È una scommessa che stiamo portando avanti da poco tempo: ammetto che all’inizio conoscevamo in modo molto superficiale il mondo dei ragazzi affetti da disturbi dello spettro autistico. Grazie ad AutAcademy, una realtà con sede a Monza che si occupa di formazione, abbiamo capito che alcuni di loro hanno una straordinaria capacità di concentrazione e di lavoro su determinate fasi di digitalizzazione degli archivi. Attualmente lavora con noi un ragazzo che ci sta aiutando a digitalizzare l’archivio di un nostro cliente e ci sembra una soluzione assolutamente praticabile anche da altre realtà. In questo modo i ragazzi si sentono utili, si sentono vivi e possono rendersi autonomi. È una bellissima strada di inclusione.

In occasione dei vostri 40 anni avete istituito un premio di laurea in matematica per studenti meritevoli: che ruolo assume la formazione per voi?

Per molti anni in Bottinelli Informatica abbiamo avuto pochi laureati e tuttora molte delle risorse storiche per noi assolutamente preziose si sono diplomate nei più noti istituti tecnici del territorio: Badoni, Magistri Cumacini, Jean Monnet. Sono scuole che forniscono una preparazione interessante, già da subito spendibile nel mondo del lavoro. Poi abbiamo iniziato a collaborare con le università, prima con il Politecnico, quando aveva una sede anche a Como, e poi con l’Università dell’Insubria. Come abbiamo avuto già modo di sottolineare, la collaborazione con l’Insubria continua e sta dando ottimi risultati: ci sono ragazzi che restano da noi diversi mesi per la stesura della tesi di laurea e molti di loro, al termine del periodo di stage, sono stati assunti. Collaboriamo anche con gli istituti tecnici, ma ora notiamo che i diplomati in questo campo, una volta terminati gli studi, tendono a preseguire e iscriversi all’università, invece di entrare subito nel mondo del lavoro. Indubbiamente facciamo fatica a trovare personale specializzato: le risorse non vengono tanto attratte dalla vicina Svizzera, come accade per altri settori, ma dalle grandi società di consulenza e dalle grandi software house che hanno sede a Milano, se non all’estero. Dovremmo ritornare ad essere più attrattivi.

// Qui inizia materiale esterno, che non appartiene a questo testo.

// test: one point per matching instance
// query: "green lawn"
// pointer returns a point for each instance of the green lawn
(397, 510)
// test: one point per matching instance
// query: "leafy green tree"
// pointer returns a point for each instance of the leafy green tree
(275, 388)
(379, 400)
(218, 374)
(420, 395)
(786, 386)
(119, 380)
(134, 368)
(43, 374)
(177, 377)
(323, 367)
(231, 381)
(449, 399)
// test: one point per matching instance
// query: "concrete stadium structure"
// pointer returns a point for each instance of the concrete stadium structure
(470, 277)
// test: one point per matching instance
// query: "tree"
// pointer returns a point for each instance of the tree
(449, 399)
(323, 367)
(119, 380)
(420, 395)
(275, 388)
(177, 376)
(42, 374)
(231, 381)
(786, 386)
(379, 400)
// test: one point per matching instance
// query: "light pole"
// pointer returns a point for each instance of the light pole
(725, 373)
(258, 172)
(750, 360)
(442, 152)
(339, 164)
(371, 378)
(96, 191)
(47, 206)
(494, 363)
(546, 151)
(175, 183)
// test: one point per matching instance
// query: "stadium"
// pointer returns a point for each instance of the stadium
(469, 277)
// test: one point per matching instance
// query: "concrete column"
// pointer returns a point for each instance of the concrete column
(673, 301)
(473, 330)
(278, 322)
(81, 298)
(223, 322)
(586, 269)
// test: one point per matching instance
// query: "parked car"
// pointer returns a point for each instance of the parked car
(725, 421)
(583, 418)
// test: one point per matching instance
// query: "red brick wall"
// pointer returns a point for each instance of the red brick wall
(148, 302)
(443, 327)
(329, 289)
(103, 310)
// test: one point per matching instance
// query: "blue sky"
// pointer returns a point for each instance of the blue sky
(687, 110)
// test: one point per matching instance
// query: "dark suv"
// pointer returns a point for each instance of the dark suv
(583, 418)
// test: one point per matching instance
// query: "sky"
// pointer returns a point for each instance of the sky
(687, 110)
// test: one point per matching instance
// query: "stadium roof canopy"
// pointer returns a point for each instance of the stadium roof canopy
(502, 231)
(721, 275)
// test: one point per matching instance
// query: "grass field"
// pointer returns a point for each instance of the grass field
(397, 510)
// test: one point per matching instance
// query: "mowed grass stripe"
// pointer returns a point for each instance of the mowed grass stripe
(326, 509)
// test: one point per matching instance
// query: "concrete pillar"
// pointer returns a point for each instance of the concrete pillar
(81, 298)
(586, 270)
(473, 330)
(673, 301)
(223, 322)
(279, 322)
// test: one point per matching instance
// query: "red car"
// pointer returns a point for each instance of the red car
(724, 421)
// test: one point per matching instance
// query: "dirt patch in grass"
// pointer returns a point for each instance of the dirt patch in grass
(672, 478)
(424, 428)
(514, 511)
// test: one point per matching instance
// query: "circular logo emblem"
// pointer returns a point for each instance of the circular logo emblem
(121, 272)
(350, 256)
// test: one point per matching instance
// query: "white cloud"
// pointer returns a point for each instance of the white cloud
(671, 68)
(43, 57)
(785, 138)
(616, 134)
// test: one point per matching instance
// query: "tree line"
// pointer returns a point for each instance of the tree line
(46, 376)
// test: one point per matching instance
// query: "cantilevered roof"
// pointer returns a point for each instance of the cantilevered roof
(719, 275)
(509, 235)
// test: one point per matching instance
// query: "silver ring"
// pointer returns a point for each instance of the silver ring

Che consiglio darebbe ai giovani che si affacciano sul mondo del lavoro?

Consiglierei loro di affrontare dei colloqui anche in società medio-piccole, come la nostra, perché può essere assolutamente utile. Siamo in grado di offrire spazi di crescita difficilmente riscontrabili in realtà medio-grandi e abbiamo sempre dato alle nostre risorse l’opportunità di vedersi valorizzate in tempi brevi, sia in termini di retribuzione sia dal punto di vista delle responsabilità. Suggerirei quindi ai giovani diplomati e laureati di inviare prima la propria candidatura nelle numerose e interessanti realtà IT presenti sul nostro territorio.

Cosa c’è nel futuro di Bottinelli Informatica?

Per rispondere devo fare un passo indietro. Mio nonno Giovanni, ricordato come uomo integgerrimo, è stato intendente di finanza a Como prima della Guerra e poi, raggiunta la pensione, ha avuto il permesso di aprire uno studio di consulenza, cosa rarissima ai tempi. Mio padre è stato un visionario, ha svolto un ruolo molto importante durante la Resistenza e ha dimostrato coraggio in tutte le sue scelte, insegnandomi a non aver paura e a buttarmi in ciò che facevo. Spero che i miei figli vadano avanti così: finora lo hanno fatto e sono fiducioso. E poi l’informatica evolve talmente in fretta che fare previsioni è difficile. I primi programmi per computer a metà anni Settanta li abbiamo scritti con le schede perforate… ora sembra di parlare di dinosauri!

Lo sguardo di Alberto Bottinelli luccica, e siamo sicuri che stia già pensando a un nuovo progetto, con lo slancio di sempre.